Проходя мимо них, я учтиво поклонился и изобразил на лице крайнее сочувствие, что было воспринято, по-видимому, вполне благосклонно. По крайней мере, дама грустно улыбнулась в ответ, не скрыв, однако, и удивления.
Осторожно перейдя по ветхому мостику очередной овражек, я вышел на изящно застроенную улицу, пока, впрочем, обходившуюся без мостовой. Зато рядом обнаружился причудливый дом, вывеска у дверей которого оповещала, что это не что иное, как “Гостиница Отона с ресторацией и игорным залом”. Игорный зал меня никак не заинтересовал. Зато возможность позавтракать в ресторации привлекла.
Войдя в залу и оглядевшись, я пристроился в углу у окна и стал ждать официанта, который не замедлил вынырнуть из-за ближайшей шторы.
— Чего изволите, ваше... — тут он запнулся и стал оглядывать меня с нескрываемым и даже нескромным интересом. — Ваше высоко… бродь… дительство… свежий окунь… раки… телятина с ужина осталась. Шо желаете? — И попятился.
— Глазунью и кофе.
Официанта сдуло, как сквозняком. Зато через несколько мгновений из-за той же шторы выглянуло несколько любопытных физиономий обоего пола с глазами, вылезающими на лоб. И тут же скрылись.
В ожидании глазуньи я еще раз оглядел зал и, кажется, понял, чем так удивил персонал ресторации: моя одежда слишком уж отличала меня от других клиентов. А главное — не давала возможности определить, какого я рода и звания, что доставляло крайнее неудобство.
В этот момент в зал вошла давешняя дама с вуалькой в сопровождении своего кавалера, а может, и вовсе мужа, и принялась оглядываться, ища свободные места. Но таковых не было. Заметив крайнюю растерянность на ее лице, я вскочил, поклонился и, пользуясь относительной простотой южных нравов, пригласил обоих за свой столик.

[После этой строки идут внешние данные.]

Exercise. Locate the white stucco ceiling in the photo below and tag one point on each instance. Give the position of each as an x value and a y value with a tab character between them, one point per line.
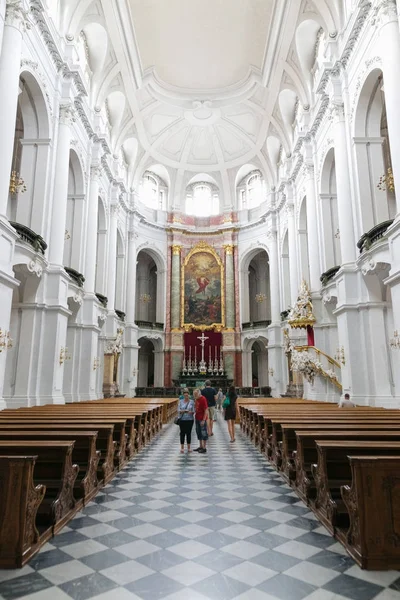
201	44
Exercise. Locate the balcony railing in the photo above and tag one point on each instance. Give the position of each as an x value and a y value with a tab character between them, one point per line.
30	237
150	325
328	275
373	235
256	324
78	278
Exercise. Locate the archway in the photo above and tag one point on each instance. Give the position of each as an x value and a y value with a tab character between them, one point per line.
329	210
255	361
255	288
377	203
31	158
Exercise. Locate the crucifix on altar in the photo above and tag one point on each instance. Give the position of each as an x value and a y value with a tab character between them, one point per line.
202	365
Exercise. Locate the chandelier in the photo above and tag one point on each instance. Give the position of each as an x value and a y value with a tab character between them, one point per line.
146	298
386	182
260	298
17	184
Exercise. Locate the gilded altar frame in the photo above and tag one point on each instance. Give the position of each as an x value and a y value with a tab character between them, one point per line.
203	247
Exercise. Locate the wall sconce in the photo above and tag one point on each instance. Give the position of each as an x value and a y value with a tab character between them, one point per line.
395	341
260	298
17	184
339	356
64	355
5	340
386	182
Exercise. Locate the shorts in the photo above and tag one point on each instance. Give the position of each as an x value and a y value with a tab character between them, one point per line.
201	431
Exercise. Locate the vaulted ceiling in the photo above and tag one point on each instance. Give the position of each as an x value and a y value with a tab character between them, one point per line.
200	86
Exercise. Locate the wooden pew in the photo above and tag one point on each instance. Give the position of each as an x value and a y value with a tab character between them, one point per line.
84	454
54	469
118	424
104	443
19	503
372	501
333	471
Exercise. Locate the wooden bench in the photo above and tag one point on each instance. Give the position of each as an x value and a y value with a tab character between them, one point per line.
372	501
55	470
104	443
305	455
84	454
333	471
50	417
19	503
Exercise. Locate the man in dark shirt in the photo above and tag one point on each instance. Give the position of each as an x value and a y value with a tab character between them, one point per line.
210	394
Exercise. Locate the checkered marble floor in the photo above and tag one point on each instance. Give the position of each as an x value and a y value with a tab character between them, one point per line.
219	526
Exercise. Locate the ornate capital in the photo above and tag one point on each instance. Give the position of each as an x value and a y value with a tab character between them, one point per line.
95	172
35	268
228	249
114	210
386	12
290	209
16	15
67	114
337	112
308	170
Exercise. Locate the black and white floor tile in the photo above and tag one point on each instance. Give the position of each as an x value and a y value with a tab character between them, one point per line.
218	526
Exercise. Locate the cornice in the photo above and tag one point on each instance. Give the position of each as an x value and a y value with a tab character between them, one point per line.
38	12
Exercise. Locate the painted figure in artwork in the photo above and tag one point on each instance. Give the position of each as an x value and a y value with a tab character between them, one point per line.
202	289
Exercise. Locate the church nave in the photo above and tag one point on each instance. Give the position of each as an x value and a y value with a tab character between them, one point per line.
219	526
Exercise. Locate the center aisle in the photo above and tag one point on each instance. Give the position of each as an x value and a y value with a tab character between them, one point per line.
217	526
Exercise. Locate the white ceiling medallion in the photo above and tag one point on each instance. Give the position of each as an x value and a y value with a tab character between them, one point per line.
203	113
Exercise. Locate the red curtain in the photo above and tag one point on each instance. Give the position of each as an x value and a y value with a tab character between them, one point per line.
214	342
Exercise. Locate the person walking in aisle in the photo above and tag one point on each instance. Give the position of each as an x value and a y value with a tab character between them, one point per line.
186	419
230	411
220	399
201	418
210	394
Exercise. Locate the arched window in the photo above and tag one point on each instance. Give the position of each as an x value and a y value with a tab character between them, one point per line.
251	191
254	191
202	201
153	191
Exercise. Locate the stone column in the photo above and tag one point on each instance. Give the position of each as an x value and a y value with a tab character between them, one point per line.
91	233
112	256
176	287
312	228
274	278
10	66
230	287
390	50
131	348
60	192
293	273
344	203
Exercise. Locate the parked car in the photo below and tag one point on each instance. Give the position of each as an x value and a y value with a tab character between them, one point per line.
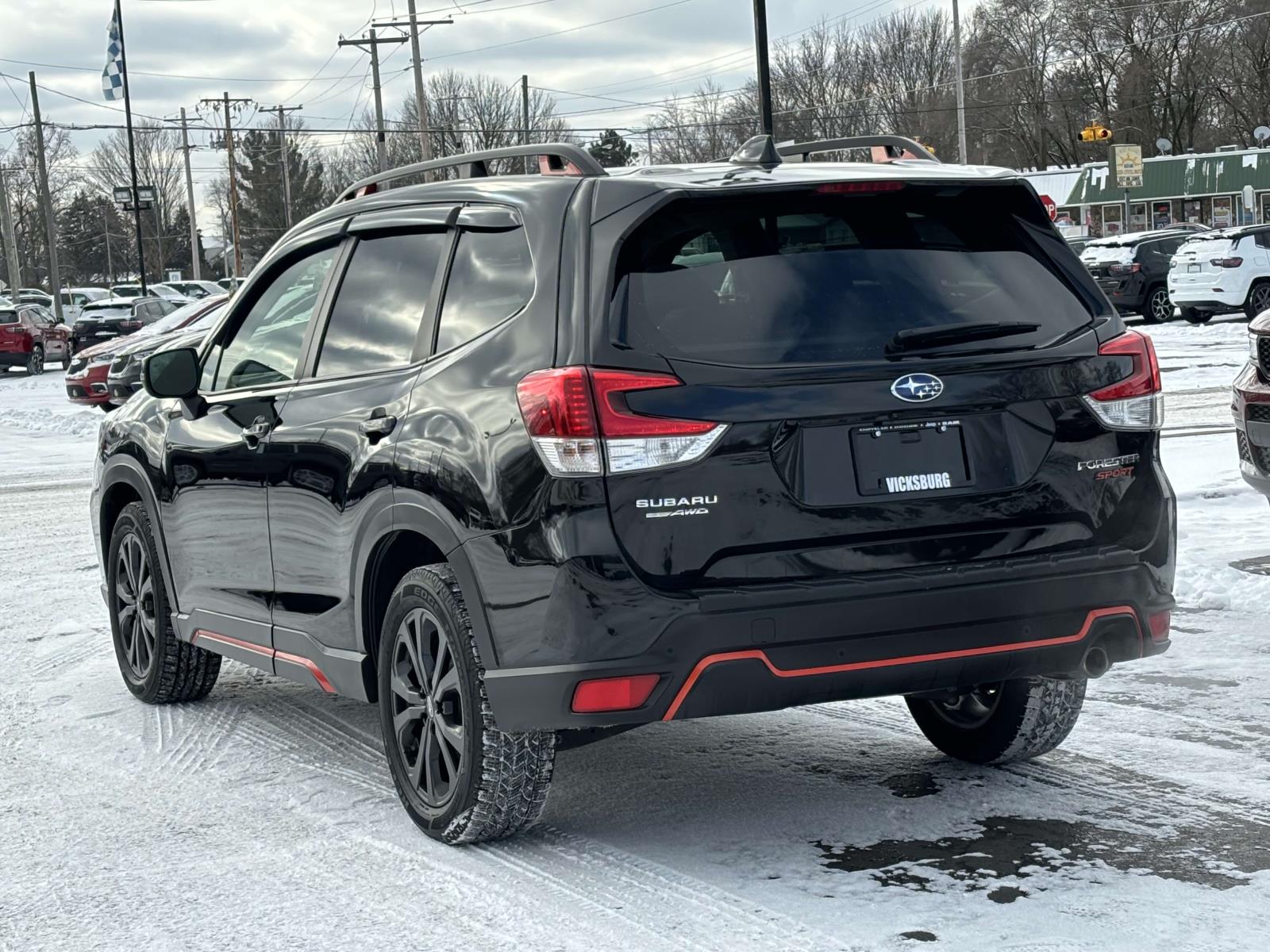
1222	271
196	290
190	324
29	338
1133	271
154	290
114	317
489	454
75	298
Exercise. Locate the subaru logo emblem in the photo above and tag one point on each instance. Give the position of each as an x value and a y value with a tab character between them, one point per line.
918	387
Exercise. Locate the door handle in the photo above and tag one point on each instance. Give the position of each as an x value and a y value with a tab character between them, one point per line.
258	431
378	425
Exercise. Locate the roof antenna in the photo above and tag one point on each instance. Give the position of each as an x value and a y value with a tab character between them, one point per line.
760	150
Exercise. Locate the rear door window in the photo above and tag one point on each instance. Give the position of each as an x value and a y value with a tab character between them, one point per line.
829	277
381	305
491	279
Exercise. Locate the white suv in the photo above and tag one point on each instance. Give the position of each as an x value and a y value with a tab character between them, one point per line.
1222	271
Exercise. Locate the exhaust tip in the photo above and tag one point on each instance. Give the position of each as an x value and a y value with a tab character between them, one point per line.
1096	663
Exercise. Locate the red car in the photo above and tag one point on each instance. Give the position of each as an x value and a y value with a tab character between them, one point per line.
89	368
31	336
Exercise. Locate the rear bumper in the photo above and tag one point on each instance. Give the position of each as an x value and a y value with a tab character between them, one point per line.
734	658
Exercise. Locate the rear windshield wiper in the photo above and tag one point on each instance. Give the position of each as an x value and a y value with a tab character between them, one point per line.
922	338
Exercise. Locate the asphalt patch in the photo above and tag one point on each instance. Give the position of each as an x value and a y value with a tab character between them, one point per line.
1020	850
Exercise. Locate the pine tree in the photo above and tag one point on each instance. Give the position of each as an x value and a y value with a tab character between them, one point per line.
613	152
262	213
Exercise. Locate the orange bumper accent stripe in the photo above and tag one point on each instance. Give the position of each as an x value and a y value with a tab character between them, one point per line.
755	654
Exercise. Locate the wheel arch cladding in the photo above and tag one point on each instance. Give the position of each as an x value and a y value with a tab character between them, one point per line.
124	482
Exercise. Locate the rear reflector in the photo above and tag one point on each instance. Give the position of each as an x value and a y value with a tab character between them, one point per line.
575	413
614	693
1134	403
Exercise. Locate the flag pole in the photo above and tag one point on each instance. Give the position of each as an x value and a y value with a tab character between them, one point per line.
133	149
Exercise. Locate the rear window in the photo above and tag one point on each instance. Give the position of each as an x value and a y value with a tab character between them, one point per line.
829	278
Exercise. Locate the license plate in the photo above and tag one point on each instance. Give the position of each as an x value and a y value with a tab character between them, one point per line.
912	457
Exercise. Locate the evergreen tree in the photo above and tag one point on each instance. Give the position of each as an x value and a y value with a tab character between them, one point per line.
613	152
262	213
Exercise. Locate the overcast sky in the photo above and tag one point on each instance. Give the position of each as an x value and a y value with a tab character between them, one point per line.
283	51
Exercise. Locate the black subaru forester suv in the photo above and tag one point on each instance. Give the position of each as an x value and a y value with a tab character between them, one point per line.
529	460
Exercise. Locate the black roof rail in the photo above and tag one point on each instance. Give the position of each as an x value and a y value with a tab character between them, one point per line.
895	145
560	156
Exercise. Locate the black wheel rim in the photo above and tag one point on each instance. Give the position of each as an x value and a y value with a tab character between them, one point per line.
971	710
135	606
427	708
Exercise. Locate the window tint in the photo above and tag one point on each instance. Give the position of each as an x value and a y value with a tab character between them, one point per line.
491	279
381	304
266	346
821	277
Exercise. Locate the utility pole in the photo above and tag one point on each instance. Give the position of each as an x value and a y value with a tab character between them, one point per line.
55	286
110	259
225	102
285	152
6	232
413	22
374	44
960	86
194	264
525	118
765	78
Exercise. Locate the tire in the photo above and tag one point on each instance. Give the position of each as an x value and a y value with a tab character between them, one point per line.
156	664
1191	317
997	724
1157	308
1259	300
499	784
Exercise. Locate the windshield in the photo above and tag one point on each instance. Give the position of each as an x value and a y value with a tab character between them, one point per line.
819	278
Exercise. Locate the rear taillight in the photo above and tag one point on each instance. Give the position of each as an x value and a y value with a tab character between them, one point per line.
1134	403
579	420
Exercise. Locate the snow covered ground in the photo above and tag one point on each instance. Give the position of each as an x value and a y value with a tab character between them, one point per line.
264	818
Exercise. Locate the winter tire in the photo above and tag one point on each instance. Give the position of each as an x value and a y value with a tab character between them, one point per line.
1159	308
1191	317
1259	300
156	664
459	777
996	724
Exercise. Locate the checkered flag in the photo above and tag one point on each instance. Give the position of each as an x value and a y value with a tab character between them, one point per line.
112	76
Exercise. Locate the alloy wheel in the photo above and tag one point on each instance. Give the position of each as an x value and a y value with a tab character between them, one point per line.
427	708
969	710
135	605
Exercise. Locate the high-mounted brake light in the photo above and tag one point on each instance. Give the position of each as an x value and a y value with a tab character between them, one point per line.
857	188
575	414
1137	401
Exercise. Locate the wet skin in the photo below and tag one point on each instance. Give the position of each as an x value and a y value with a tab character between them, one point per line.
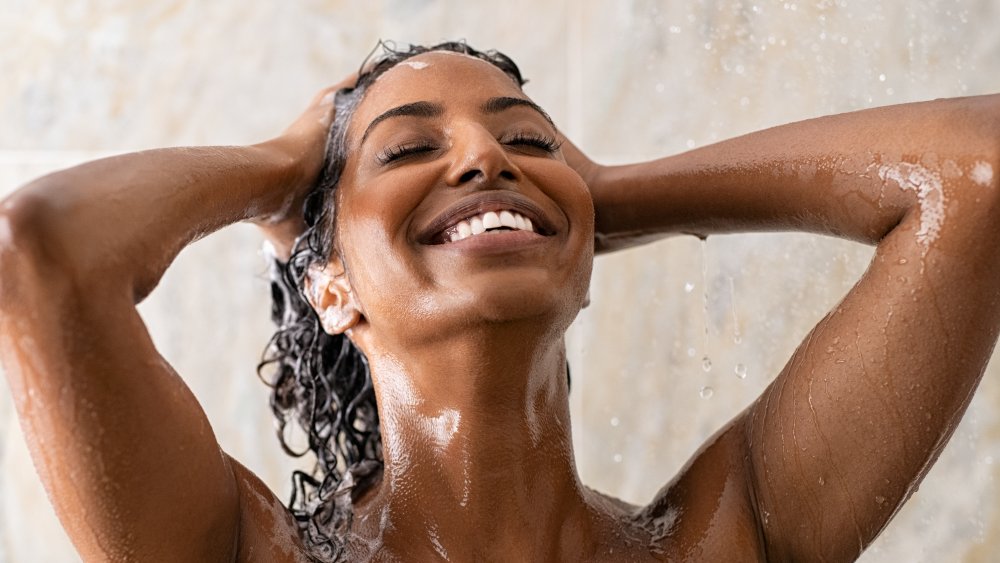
465	338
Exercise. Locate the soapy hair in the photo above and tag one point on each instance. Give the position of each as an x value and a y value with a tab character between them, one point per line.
321	383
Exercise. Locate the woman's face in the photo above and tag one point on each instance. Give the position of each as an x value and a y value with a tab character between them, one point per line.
439	144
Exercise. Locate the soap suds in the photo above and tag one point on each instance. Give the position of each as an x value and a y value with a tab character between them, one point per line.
930	195
982	173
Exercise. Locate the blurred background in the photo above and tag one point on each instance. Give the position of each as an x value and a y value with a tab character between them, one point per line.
681	335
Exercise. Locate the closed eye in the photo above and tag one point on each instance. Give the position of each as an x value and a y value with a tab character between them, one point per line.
533	140
403	150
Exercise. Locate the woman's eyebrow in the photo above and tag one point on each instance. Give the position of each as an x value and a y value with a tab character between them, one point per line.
499	104
416	109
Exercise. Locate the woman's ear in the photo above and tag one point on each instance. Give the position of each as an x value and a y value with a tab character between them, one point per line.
329	293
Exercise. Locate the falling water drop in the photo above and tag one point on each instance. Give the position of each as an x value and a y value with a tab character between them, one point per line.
737	337
706	363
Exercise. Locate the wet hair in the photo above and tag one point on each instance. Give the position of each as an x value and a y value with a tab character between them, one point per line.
321	383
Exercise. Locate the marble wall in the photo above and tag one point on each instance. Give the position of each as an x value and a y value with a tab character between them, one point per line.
628	80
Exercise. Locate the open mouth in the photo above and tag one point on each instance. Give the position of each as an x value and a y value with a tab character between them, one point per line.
489	213
487	223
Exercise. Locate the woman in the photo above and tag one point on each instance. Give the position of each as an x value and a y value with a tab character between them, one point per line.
462	329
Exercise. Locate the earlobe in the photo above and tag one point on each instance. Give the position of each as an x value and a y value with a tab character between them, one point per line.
329	293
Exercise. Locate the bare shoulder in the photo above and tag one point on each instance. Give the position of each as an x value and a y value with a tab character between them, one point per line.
267	530
707	512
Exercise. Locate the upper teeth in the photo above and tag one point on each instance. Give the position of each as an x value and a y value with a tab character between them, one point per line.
479	224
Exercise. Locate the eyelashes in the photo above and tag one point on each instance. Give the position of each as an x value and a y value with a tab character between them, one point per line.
532	142
397	152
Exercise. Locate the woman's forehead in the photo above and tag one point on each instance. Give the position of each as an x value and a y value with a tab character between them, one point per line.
443	77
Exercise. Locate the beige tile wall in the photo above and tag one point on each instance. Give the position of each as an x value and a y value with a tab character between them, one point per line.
628	80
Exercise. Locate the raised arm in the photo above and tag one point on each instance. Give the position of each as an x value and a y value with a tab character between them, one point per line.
122	446
845	433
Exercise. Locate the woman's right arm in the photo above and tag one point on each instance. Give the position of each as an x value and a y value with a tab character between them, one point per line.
122	446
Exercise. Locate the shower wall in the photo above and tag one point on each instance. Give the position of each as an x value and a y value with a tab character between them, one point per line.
681	335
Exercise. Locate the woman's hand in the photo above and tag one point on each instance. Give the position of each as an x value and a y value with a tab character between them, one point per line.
304	141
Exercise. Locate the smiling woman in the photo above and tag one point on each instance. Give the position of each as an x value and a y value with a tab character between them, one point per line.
434	238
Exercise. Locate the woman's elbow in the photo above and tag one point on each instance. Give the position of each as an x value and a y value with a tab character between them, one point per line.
30	247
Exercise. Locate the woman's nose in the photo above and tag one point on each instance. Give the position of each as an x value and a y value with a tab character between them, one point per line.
480	158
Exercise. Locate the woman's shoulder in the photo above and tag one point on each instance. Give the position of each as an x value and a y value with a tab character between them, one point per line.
267	532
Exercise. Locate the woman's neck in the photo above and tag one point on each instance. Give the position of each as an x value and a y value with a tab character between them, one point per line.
477	445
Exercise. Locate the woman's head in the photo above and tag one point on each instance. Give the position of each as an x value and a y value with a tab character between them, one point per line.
429	141
436	141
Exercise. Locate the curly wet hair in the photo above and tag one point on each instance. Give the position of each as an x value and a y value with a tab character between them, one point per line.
320	382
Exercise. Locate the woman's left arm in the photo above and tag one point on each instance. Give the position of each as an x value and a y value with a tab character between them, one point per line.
843	435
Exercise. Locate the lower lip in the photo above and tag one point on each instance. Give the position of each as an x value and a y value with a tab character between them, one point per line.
502	241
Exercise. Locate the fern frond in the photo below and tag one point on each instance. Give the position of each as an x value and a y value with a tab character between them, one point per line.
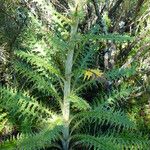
38	81
115	96
98	143
105	115
39	62
113	142
78	102
23	106
3	120
34	141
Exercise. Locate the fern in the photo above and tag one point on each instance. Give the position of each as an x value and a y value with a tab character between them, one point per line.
33	141
53	61
24	106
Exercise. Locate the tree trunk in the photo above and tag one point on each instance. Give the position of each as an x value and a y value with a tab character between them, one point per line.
67	85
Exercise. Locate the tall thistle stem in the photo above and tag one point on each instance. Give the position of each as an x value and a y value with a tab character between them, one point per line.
67	84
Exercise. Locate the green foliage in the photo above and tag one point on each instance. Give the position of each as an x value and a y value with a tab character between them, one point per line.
47	68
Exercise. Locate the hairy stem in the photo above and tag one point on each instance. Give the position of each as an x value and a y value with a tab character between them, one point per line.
67	85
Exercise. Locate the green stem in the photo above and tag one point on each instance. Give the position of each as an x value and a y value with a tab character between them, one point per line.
67	86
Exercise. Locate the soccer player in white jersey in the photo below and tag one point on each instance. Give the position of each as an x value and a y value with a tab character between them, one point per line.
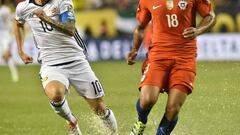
6	39
61	53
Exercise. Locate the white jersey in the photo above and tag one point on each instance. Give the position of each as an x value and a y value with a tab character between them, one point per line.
5	21
55	47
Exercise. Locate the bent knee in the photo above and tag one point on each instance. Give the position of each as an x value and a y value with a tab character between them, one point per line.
173	109
55	91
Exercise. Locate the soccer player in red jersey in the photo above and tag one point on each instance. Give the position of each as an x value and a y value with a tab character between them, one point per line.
172	55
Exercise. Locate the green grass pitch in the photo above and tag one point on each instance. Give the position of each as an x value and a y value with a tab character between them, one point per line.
212	109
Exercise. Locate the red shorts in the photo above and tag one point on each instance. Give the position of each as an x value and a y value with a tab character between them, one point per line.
168	74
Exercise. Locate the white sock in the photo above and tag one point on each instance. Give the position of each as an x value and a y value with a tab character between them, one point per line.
110	121
63	110
13	69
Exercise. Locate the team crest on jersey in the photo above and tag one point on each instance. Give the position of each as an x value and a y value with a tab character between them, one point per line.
170	4
182	4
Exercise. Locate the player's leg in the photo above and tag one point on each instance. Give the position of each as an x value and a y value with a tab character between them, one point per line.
153	80
55	84
87	85
7	56
181	84
106	114
148	97
176	98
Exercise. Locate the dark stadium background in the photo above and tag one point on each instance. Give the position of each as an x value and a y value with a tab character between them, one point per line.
212	109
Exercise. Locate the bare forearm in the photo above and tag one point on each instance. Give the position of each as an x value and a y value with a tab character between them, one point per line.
19	35
137	38
67	27
206	23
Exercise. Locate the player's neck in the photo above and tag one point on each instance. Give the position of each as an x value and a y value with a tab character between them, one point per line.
41	2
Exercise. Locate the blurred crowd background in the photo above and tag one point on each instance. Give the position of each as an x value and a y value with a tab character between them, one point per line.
107	26
111	18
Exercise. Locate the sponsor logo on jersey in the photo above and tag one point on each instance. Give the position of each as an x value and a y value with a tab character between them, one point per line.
54	11
156	7
44	79
170	4
182	4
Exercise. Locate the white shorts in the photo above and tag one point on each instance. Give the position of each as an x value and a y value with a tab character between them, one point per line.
78	73
5	41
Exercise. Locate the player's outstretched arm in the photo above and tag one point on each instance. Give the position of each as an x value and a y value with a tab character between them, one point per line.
19	32
206	23
67	27
137	41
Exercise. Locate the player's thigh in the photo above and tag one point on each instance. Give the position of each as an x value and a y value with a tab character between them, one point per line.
156	74
183	75
54	80
85	81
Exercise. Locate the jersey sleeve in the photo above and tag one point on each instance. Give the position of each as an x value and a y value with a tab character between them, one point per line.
66	11
204	7
19	13
143	15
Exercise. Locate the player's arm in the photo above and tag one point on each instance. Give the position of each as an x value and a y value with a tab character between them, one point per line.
137	41
143	16
67	26
206	23
19	32
208	20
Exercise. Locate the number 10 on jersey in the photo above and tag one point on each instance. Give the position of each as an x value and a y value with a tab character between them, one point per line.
172	20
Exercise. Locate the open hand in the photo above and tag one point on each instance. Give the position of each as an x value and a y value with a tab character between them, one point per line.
190	33
25	58
130	59
39	13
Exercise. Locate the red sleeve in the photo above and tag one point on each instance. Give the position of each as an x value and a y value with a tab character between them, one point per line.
204	7
143	15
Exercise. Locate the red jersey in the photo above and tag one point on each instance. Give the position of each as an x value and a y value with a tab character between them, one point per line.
169	19
147	41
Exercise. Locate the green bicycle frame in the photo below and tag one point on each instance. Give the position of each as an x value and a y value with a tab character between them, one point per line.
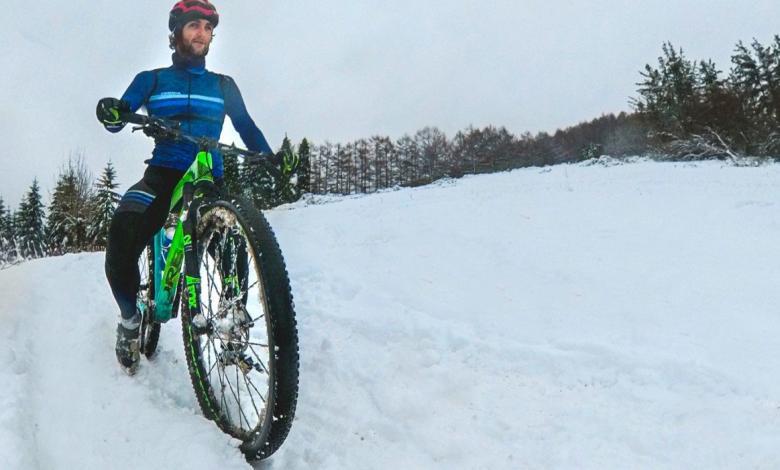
168	269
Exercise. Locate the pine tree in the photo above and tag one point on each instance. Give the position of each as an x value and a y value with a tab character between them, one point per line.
9	235
258	185
69	212
304	169
103	206
285	184
29	224
232	175
4	243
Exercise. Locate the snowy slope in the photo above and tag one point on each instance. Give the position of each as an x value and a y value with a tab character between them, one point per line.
570	317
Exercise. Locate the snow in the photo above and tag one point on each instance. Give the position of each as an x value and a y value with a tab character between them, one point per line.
577	316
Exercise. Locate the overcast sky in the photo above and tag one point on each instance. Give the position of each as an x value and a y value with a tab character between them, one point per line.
341	70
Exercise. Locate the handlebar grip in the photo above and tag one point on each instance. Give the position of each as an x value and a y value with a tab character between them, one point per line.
134	118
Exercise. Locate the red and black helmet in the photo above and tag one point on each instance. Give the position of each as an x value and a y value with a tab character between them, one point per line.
188	10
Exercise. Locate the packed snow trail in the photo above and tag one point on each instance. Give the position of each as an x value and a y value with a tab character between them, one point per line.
569	317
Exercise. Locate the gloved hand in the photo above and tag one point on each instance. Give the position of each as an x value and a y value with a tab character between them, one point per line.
108	111
289	162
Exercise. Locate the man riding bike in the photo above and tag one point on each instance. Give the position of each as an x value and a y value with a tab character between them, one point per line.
200	100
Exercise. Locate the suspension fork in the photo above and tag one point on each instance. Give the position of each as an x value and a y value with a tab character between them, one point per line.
191	255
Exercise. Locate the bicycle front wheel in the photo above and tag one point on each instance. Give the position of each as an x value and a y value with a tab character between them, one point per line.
243	352
150	329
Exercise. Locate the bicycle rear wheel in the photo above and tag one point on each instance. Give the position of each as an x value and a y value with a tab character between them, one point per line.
244	367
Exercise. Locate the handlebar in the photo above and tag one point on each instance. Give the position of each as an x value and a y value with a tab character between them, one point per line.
167	129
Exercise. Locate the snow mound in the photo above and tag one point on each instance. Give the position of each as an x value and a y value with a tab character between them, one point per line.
584	316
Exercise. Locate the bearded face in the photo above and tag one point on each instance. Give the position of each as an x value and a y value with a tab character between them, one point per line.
195	38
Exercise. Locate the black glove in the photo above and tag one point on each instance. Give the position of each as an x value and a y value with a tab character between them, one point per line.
108	113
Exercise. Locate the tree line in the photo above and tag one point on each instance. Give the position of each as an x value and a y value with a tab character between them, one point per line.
77	219
694	111
684	110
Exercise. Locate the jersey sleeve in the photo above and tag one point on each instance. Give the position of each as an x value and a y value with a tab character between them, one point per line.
135	95
246	127
139	90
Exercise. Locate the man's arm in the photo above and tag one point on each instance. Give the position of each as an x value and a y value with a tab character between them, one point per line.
246	127
132	99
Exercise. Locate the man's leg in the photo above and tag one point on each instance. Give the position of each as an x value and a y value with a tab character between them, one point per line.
141	212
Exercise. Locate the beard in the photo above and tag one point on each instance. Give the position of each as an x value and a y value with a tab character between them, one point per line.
189	50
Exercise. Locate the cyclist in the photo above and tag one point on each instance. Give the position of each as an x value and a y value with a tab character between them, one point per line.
200	100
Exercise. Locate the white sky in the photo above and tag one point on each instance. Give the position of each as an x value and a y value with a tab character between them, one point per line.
341	70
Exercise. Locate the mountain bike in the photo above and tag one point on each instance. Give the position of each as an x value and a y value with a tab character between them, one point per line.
218	258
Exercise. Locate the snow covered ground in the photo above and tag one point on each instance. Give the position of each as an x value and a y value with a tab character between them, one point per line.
570	317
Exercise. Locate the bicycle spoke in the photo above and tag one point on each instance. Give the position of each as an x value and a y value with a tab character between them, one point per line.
258	391
262	364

— Очень мило с вашей стороны, — чуть присела дама, — пригласить нас. — И тут же затараторила нежнейшим голосом: — Всю ночь глаз не сомкнули, а тут еще и гиштория с нашим экипажем. Не на жаре же дожидаться, пока эти противные мужики его вытащат. А муж мой уперся и ни в какую. Говорит, здесь не место для нас. А улица место?
— Статский советник Яновский Казимир Казимирович, — отрапортовал мужчина, выпрямившись во весь немалый рост. — А это моя жена, Елена Николаевна. Вы уж простите ее разговорчивость.
— Вот и славненько, Казинька. Здесь так интересно!
— А вы, простите, какого звания? — поинтересовался Казимир Казимирович. — Вы, как я вижу, приезжий?
— Тоже, — ответствовал я, — советник… э-э… штатский… по делам искусства. Больше комедиантами интересуюсь.
— Как это мило! — воскликнула Елена Николаевна. — То-то я смотрю, вы несколько странно одеты. Пиэсу разыгрываете?
— Можно сказать и так. Пиэсу. А можно и наоборот.
— Это как же?
— Никто не знает, кто кого разыгрывает: мы — пиэсу или пиэса — нас.
— Ах, как забавно! Не правда ли, Казинька?
— Вообще-то его высокородие прав: я тут проездом. Путешествую по Новороссийскому краю. Я, знаете ли, убежден, что новые земли империи имеют надобность не только в торговле, но и в искусствах. И чрезмерно счастлив тем обстоятельством, что и сам государь Александр Павлович, и его превосходительство граф Михаил Семенович это понимают. Не случайно же в Одессе гастролирует итальянская опера. Но, согласитесь, неплохо бы нам уже и свою иметь, так сказать, на манер итальянской.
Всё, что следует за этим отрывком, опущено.